J’ai lu beaucoup d’analyses de ce célèbre huis clos, que le classement en nº1 de SC m’a incité à revoir. Mais, curieusement, aucune n’adopte la lecture qui s’est imposée à moi : l’évocation christique.
Tout vêtu de blanc, couleur de la pureté, le juré nº8 agit en effet comme le Christ : il bouscule le consensus en invitant à changer de regard. C’est ce qui rend la parole évangélique si riche, que l’on soit ou non croyant : le Christ ne cesse de nous dire « sortez de vos schémas de fonctionnement, convertissez-vous - c’est-à-dire : changez de regard ». C’est bien ce que fait le juré nº8, il invite chacun à dépasser ses préjugés (raciaux ou de classe) pour accéder à la vérité, où tout du moins à s’en approcher.
Le Christ, c’est aussi celui qui remet en cause les vieux rites, dont le sacrifice rituel de l’innocent. Un seul plan suffit à nous convaincre de l’innocence de ce jeune homme faible, craintif. Mais la colère qui habite les 11 jurés les a empêchés de le voir.

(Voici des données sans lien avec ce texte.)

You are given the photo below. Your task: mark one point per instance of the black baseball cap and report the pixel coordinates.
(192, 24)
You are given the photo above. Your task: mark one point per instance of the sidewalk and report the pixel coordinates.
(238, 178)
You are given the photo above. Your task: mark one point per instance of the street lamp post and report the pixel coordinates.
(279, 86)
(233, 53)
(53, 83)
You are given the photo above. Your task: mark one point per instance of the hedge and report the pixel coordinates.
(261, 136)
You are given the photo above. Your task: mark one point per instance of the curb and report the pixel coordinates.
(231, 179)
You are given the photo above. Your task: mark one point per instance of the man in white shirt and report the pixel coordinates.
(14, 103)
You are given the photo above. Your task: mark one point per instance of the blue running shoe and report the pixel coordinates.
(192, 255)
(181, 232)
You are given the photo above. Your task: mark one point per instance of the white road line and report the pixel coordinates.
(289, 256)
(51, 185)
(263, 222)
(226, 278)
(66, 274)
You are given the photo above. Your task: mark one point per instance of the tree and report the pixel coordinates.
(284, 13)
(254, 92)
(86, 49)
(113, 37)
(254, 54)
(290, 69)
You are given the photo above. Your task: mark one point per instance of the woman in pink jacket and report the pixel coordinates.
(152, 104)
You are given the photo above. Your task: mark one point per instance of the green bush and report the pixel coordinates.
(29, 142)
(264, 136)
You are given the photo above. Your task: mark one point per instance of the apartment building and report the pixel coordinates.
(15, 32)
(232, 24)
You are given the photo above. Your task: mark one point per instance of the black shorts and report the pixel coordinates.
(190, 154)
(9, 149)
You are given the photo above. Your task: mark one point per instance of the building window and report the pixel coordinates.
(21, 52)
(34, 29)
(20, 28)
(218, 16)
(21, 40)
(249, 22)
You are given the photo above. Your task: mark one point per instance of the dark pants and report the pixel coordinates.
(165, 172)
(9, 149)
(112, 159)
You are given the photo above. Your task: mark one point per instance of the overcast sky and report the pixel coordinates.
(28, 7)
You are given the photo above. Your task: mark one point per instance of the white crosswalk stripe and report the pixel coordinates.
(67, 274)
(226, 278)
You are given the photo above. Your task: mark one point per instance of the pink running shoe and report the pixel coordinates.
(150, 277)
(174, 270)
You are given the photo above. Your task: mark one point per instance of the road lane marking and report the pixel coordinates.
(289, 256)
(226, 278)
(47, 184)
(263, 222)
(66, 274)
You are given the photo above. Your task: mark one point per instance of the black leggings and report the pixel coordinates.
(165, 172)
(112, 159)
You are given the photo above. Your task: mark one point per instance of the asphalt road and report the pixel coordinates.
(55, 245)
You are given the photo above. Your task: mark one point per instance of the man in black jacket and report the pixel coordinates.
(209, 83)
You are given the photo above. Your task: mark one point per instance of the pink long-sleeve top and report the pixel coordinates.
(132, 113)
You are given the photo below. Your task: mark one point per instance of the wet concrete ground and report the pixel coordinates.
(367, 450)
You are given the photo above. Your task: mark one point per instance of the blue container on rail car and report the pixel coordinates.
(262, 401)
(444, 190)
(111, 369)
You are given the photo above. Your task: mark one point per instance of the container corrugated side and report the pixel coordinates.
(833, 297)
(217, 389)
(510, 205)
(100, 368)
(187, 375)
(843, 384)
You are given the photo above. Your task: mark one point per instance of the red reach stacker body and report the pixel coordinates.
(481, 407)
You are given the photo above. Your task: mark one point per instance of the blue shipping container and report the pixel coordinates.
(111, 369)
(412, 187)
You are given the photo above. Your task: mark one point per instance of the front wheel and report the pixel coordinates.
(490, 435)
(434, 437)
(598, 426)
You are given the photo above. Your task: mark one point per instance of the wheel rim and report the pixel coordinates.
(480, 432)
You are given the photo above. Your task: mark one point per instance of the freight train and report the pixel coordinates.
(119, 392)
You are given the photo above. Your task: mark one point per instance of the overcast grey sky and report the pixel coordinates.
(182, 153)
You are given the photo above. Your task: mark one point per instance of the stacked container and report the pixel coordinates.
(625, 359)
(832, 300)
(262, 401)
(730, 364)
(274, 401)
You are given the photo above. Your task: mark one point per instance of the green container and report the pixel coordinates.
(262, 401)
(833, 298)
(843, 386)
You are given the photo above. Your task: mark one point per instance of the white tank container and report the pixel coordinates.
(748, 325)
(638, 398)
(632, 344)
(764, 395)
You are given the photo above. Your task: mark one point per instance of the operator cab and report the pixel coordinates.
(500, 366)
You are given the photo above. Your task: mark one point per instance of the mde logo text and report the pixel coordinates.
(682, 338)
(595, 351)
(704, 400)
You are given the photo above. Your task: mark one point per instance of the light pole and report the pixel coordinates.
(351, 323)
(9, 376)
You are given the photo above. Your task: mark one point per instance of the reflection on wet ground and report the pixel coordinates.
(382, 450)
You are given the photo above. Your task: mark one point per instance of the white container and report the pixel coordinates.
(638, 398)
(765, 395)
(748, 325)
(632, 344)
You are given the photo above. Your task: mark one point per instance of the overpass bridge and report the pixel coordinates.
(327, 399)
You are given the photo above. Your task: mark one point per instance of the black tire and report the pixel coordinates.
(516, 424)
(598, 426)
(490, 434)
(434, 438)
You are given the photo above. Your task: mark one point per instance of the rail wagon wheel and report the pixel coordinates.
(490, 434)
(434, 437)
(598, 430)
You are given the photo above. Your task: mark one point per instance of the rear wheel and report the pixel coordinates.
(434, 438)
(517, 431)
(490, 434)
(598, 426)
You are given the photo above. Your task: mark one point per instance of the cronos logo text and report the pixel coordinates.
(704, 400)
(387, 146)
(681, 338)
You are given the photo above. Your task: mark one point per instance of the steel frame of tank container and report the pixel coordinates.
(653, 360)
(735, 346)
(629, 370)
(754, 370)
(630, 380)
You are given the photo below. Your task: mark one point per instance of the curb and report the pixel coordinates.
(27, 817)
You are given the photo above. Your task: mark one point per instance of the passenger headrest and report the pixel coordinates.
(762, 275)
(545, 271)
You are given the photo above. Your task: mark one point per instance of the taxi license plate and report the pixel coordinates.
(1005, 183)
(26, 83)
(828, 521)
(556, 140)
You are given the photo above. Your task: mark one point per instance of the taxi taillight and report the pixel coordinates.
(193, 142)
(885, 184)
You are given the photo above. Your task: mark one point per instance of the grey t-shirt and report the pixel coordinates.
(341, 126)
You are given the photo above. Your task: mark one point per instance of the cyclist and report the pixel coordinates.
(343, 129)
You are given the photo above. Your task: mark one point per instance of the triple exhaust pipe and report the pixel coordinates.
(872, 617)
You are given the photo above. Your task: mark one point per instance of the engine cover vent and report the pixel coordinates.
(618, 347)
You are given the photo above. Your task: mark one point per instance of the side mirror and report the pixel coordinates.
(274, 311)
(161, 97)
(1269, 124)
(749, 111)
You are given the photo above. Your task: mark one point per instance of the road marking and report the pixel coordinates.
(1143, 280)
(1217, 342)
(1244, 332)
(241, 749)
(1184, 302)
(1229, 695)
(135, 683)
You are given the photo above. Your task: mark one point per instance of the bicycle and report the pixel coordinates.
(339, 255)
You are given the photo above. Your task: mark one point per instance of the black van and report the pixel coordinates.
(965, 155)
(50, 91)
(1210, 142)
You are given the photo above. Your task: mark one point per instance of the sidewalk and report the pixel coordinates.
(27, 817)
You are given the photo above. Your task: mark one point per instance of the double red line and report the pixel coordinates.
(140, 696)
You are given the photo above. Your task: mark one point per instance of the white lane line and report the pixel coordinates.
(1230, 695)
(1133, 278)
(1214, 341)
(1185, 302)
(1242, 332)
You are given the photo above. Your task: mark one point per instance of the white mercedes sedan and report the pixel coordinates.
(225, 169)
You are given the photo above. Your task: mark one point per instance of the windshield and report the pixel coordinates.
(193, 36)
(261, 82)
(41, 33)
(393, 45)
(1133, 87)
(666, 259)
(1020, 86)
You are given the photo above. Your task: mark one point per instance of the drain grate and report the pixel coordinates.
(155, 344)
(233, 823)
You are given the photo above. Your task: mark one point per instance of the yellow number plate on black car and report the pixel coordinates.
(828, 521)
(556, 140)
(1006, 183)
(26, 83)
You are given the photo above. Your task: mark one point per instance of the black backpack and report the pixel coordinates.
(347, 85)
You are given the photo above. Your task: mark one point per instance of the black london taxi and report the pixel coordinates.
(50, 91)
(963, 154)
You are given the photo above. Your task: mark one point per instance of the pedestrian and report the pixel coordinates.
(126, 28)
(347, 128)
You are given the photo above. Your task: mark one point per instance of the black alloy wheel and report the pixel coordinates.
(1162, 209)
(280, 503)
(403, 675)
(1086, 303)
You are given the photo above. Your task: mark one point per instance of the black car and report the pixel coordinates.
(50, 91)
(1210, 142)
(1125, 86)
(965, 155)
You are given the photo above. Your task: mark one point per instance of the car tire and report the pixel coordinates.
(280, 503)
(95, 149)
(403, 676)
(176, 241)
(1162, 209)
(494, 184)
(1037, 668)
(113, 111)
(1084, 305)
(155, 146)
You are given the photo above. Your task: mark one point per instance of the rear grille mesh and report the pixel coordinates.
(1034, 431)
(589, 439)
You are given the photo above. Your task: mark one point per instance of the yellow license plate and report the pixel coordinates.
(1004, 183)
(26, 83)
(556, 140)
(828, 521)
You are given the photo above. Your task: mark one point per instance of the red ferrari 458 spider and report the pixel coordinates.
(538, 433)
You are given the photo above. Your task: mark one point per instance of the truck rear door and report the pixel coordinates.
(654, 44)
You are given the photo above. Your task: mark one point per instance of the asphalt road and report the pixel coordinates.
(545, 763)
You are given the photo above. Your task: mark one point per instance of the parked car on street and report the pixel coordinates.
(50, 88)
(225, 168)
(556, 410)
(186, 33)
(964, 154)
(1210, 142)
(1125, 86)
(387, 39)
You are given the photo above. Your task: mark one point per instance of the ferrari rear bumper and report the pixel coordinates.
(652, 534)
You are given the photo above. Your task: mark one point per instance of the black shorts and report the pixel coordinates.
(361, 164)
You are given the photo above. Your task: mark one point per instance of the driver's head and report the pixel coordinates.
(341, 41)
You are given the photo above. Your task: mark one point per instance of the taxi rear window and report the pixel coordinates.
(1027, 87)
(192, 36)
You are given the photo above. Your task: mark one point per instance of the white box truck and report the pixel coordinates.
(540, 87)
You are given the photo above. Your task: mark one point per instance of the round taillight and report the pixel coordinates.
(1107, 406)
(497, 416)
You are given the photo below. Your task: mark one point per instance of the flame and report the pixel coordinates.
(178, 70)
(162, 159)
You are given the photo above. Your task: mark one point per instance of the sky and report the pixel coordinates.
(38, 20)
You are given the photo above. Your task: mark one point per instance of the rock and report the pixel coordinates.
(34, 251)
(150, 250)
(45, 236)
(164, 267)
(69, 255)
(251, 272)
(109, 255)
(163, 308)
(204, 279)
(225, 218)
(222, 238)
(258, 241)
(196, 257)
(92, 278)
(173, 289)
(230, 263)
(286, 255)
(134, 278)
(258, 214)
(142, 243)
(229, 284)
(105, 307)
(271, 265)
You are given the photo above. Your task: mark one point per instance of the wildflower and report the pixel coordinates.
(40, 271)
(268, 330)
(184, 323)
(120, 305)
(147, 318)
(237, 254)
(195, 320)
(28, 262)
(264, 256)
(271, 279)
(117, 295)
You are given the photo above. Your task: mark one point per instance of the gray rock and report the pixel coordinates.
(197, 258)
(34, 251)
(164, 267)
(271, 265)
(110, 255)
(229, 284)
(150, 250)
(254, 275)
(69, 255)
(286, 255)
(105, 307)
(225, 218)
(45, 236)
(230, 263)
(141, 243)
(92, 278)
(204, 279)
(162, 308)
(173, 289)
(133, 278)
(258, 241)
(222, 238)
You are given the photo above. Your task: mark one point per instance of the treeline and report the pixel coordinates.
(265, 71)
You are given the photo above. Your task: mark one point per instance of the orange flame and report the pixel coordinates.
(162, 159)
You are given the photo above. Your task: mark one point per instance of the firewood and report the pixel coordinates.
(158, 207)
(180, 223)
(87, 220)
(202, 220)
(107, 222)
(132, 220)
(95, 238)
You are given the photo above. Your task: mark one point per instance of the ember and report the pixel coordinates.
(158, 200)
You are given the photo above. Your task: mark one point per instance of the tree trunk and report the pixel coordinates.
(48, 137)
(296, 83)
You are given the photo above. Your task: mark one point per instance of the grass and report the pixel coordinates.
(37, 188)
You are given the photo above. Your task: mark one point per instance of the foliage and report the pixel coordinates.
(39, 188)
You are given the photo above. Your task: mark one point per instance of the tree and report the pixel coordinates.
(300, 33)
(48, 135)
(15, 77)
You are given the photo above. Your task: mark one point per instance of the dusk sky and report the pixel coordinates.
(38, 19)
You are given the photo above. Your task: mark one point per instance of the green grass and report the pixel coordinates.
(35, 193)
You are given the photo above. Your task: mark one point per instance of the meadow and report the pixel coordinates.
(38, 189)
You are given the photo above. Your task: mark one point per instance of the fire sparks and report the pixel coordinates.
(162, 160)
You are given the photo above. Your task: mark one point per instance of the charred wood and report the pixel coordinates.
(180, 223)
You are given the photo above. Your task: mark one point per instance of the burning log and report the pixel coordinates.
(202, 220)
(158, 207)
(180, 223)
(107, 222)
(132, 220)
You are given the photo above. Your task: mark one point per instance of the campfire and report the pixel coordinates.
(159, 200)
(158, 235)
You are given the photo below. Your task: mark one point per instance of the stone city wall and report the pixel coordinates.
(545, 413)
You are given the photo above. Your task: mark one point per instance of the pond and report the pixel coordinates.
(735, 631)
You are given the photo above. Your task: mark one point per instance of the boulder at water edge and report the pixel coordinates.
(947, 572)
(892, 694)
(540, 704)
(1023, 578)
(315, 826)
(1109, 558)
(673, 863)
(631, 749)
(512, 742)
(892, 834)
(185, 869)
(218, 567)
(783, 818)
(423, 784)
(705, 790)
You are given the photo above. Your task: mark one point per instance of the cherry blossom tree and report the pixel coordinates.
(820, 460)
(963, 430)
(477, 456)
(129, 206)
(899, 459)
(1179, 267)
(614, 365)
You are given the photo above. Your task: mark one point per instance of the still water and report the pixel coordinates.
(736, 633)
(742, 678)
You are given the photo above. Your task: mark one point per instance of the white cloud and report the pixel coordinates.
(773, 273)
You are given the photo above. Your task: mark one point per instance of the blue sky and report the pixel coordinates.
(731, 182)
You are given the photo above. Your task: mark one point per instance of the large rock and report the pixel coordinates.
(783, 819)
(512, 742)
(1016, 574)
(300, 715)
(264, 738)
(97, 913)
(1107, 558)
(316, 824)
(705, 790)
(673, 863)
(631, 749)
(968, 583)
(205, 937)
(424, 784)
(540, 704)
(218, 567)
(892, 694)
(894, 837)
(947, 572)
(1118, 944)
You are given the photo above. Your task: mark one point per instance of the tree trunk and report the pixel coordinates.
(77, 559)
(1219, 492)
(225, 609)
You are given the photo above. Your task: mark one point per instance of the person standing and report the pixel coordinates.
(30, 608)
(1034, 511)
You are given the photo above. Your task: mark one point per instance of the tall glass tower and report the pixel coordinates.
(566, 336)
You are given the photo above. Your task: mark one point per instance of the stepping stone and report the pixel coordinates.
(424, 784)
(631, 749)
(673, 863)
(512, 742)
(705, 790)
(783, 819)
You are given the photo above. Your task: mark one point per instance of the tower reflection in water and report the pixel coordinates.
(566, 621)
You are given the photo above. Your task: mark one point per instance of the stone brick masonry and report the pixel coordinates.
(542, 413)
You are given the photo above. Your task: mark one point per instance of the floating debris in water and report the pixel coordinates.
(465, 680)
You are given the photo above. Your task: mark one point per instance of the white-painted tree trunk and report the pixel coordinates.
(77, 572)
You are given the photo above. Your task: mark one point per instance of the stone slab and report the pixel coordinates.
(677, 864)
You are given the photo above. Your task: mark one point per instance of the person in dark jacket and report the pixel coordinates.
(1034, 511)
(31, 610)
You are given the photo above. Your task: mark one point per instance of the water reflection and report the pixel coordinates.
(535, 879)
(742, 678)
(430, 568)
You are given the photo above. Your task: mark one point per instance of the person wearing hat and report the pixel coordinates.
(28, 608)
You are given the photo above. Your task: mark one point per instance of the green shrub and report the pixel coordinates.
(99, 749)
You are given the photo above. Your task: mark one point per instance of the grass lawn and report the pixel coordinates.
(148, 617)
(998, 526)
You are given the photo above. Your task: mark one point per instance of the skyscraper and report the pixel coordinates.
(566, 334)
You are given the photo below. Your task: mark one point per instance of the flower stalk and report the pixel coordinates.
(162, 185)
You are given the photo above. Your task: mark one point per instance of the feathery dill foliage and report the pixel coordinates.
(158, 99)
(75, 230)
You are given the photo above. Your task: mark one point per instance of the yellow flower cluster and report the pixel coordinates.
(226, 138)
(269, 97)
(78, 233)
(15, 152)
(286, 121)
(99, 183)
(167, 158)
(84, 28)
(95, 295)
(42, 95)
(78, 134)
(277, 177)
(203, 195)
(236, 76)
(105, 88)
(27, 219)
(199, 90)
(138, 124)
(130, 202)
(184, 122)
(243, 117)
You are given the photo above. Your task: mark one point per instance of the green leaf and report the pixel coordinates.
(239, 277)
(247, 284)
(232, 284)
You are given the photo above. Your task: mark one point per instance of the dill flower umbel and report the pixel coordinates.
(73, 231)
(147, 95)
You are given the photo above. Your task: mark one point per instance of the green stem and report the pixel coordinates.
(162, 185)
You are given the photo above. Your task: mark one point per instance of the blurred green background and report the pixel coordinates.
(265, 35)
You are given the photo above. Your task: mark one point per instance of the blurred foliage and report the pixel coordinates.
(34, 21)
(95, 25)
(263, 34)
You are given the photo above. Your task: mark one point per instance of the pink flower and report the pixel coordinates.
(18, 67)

Ainsi le juré nº8 va-t-il parvenir à « convertir » ces 11 autres. Et cela, comme le Christ, avec deux moyens :
- par l’écoute, l’attention à autrui, d’une part ;
- et, d’autre part, en posant les bonnes questions, de celles qui font faire un pas de côté, qui rénovent le regard. Par exemple, de montrer à chacun qu’il met lui-même en œuvre ce qu’il reproche à l’accusé (on pense à la paille et la poutre, ou au fameux « que celui qui n’a jamais péché lui jette la première pierre »). Et, contrairement aux 11 autres, il s’intéresse à l’accusé comme être humain à part entière, sans le réduire à une catégorie (pauvre, immigrés, délinquant).
D’autres indices portent à cette lecture biblique : les 12 jurés font penser aux apôtres (et aux 12 tribus d’Israël). La pluie qui s’abat sur la ville alors que les jurés sont partagés à 6 contre 6 évoque le Déluge, dont la fonction était de faire repartir l’humanité sur de nouvelles bases. Et puis il y a ce premier plan, montrant la façade du palais de justice, qui monte vers le ciel, puis qui redescend pour parvenir enfin à l’intérieur du tribunal. Un symbole religieux.
Au-delà de la mise en scène, d’une grande sobriété et d’une efficacité étonnante, de l’exercice réussi de cinéma, ce huis clos de référence est un éloge du doute. Hautement recommandable à notre époque où le lynchage, même s’il n’est que médiatique, est immédiat sans prendre le temps d’y « regarder à deux fois ». À montrer dans tous les lycées pour apprendre à se méfier des certitudes et des apparences.